Hi!
Along with its abundant features, Windows Server provides an awesome feat – Windows Server Update Services (WSUS), which allows system administrators to manage and deploy product updates on any Windows running machine in the organization.
There is a great YouTube video that shows how to install and configure WSUS on your Windows Server:
There is another great YouTube video to watch if you are trying to install WSUS on Windows Server 2012 R2:
It is not recommended to install WSUS on your domain controller. Also, if you are going to install it on a virtual machine, ensure that there is enough disk space.

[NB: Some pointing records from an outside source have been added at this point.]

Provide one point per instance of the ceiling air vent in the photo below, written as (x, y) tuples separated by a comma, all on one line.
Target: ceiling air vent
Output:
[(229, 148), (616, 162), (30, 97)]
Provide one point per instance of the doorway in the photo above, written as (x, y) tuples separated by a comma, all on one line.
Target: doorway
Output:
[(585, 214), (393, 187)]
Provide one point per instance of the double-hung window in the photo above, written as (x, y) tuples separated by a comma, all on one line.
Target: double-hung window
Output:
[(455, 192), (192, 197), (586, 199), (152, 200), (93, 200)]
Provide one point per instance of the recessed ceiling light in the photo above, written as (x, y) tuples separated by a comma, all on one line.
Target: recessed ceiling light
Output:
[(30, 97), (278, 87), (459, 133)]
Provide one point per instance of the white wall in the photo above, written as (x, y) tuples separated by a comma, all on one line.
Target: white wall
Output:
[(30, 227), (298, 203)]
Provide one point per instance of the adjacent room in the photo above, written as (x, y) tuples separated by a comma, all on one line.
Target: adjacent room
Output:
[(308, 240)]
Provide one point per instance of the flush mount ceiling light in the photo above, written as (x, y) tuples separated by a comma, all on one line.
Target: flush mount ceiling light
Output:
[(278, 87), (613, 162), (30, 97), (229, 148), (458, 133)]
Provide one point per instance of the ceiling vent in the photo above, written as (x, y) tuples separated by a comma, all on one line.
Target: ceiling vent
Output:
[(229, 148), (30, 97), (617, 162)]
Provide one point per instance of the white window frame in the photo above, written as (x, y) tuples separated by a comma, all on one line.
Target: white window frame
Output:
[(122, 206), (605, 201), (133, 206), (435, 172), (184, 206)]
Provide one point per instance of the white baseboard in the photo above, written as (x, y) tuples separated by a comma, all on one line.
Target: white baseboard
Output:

Take it from me, I installed WSUS on our SpiceWorks server and it is running really slow.
The videos above pretty much covered the topic on how to install and configure WSUS on a Windows Server, but I am going to do a quick step-by-step of the group policy I created in order for the WSUS to detect all the machines in the organization and have the updates running on each machine.
Scenario:
MASRV: Domain Controller
ASSET: WSUS Server
MALTP50: Client
Tutorial:
- MASRV: Configure the Group Policy settings for WSUS
- Server Manager > Tools > Group Policy Management > right click on domain and click “Create a GPO in this domain, and Link it here..” > name it WSUS
- Right click on WSUS > Edit > Computer Configuration > Policies > Administration Templates > Windows Components > Windows Updates
- Double click “Configure Automatic Updates” > select Enable > click OK
- Double click “Specify intranet Microsoft update service location” > select Enable
- Set the intranet update service for detecting udpates: http://ASSET (since I have it on the default port, I do not need to specify the port – another option is to have SSL running, which will be on port 8530)
- Set the intranet statistic server: http://ASSET
- Go to cmd > gpupdate /force
- ASSET : Update policy from MASRV
- Go to cmd > gpupdate /force
- MALPTP50: Update policy from MASRV and check update
- Go to cmd > gpupdate /force
- Go to Control Panel > Windows Update > Check for updates
Once you have forced the Group Policy, you should receive update notifications on each machine and WSUS should detect the machines within the organization.